Milner J, Cook A, Mason J
Department of Pathology, University of Cambridge, UK.
EMBO J. 1990 Sep;9(9):2885-9. doi: 10.1002/j.1460-2075.1990.tb07478.x.
The normal functioning of p53 is thought to involve p53 target proteins. We have previously identified a cellular 35 kd protein associated with p53 and now report evidence identifying this 35 kd protein as p34cdc2, product of the cell cycle control cdc2 gene. The association between p53 and p34cdc2 was detected in SV3T3 and T3T3 cell lines, both expressing the wild-type p53 phenotype, and in 3T3tx cells, expressing 'mutant' p53 phenotype. Binding of the mutant p53 phenotype with p34cdc2 was greatly reduced relative to wild-type. Complexes of p53-p34cdc2 may represent inactivation or activation of either component. The p34cdc2 kinase functions at cell cycle control points and is necessary for entry and passage through mitosis. It also operates in G1 and is involved in the commitment of cells into the proliferative cycle. Since we were unable to detect p53-p34cdc2 complexes in mitotic cells we propose that the interaction between p53 and p34cdc2 may be functional in cell growth control, possibly to promote or to suppress cell proliferation.

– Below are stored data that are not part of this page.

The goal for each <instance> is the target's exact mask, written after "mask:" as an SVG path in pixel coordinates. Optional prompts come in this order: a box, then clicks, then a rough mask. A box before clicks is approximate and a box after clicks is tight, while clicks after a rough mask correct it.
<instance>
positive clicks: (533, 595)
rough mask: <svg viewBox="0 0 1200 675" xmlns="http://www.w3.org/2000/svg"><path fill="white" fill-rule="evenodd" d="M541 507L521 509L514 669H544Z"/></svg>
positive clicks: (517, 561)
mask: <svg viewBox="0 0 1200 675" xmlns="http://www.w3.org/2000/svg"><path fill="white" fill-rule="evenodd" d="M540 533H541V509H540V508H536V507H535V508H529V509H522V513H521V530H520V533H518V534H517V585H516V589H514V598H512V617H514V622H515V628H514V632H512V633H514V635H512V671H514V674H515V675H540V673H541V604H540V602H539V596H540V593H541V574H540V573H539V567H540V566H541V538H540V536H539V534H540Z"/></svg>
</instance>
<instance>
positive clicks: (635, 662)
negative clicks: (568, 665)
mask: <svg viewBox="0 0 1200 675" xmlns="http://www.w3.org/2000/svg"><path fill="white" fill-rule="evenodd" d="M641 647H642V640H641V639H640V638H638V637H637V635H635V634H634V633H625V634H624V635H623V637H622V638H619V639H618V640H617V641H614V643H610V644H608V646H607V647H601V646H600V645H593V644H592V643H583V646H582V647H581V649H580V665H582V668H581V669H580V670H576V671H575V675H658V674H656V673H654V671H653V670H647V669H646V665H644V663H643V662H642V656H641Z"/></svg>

p53的正常功能被认为涉及p53靶蛋白。我们之前鉴定出一种与p53相关的细胞35kd蛋白,现在报告证据表明这种35kd蛋白是p34cdc2,即细胞周期调控cdc2基因的产物。在表达野生型p53表型的SV3T3和T3T3细胞系以及表达“突变型”p53表型的3T3tx细胞中均检测到p53与p34cdc2之间的关联。相对于野生型,突变型p53表型与p34cdc2的结合大大减少。p53-p34cdc2复合物可能代表其中任何一种成分的失活或激活。p34cdc2激酶在细胞周期控制点发挥作用,是进入和通过有丝分裂所必需的。它也在G1期起作用,并参与细胞进入增殖周期的过程。由于我们无法在有丝分裂细胞中检测到p53-p34cdc2复合物,我们提出p53与p34cdc2之间的相互作用可能在细胞生长控制中起作用,可能是促进或抑制细胞增殖。